Ce sont des instructions pour vos agents IA

Ce sont des instructions pour vos agents IA

Vous avez un podcast ou une vidéo YouTube en cours de lecture chez vous et, sans vous en rendre compte, il commence à émettre un son qui vous est indétectable, mais envoie des commandes à vos assistants IA. L’assistant commence alors à partager des données sensibles avec l’attaquant ou installe des logiciels malveillants. Nous avons déjà eu des attaques par injection rapide et voici maintenant une injection rapide sonore.

L’expérience. Cela ressemble à de la science-fiction, mais c’est tout à fait possible. Une équipe de chercheurs de Chine et de Singapour a découvert un moyen de créer des sons malveillants qui peuvent « détourner » les modèles d’IA vocale, les obligeant à exécuter des commandes sans que vous le sachiez ou que vous puissiez les arrêter. S’adressant à IEEE Spectrum, le responsable de l’étude assure que « cela ne prend qu’une demi-heure pour entraîner ce signal et, comme il est indépendant du contexte, il peut être utilisé pour attaquer un modèle quand vous le souhaitez, indépendamment de ce que dit l’utilisateur ».

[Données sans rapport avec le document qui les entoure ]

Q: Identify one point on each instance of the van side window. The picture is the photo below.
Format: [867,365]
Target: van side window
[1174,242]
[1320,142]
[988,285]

Les auteurs ont testé cette technique sur treize modèles d’IA, dont les services de Microsoft et Mistral. Lors du test, ces modèles ont effectué des recherches sensibles, envoyé des e-mails contenant des informations utilisateur et téléchargé des fichiers. Ils ont obtenu un taux de réussite compris entre 79 et 96 %.

Indétectable. Les LALM (Large Audio Language Models) présentent une faille de sécurité critique. Puisqu’ils reçoivent des instructions au format audio, il est possible d’injecter des commandes malveillantes dans des sons manipulés. Pire encore, ces sons ne sont pas des voix avec des instructions, qui seraient assez faciles à détecter, mais ils utilisent plutôt une méthode appelée « mixage convolutif » qui masque le son comme une réverbération ou un écho naturel dans la pièce.

Pourquoi c’est important. Une attaque de ce type change complètement les défenses que nous avons internalisées (ne cliquez pas sur les liens, ne téléchargez pas, ne divulguez pas vos données…). Quelque chose d’aussi inoffensif que la lecture d’une vidéo YouTube, d’un podcast ou le visionnage d’un TikTok en arrière-plan peut déclencher une attaque sans même que nous nous en rendions compte. Si l’on prend également en compte que le pouvoir des agents IA, comme le Gemini Spark récemment annoncé, est précisément d’avoir accès à l’ensemble de notre vie numérique, une attaque de ce type peut faire des ravages.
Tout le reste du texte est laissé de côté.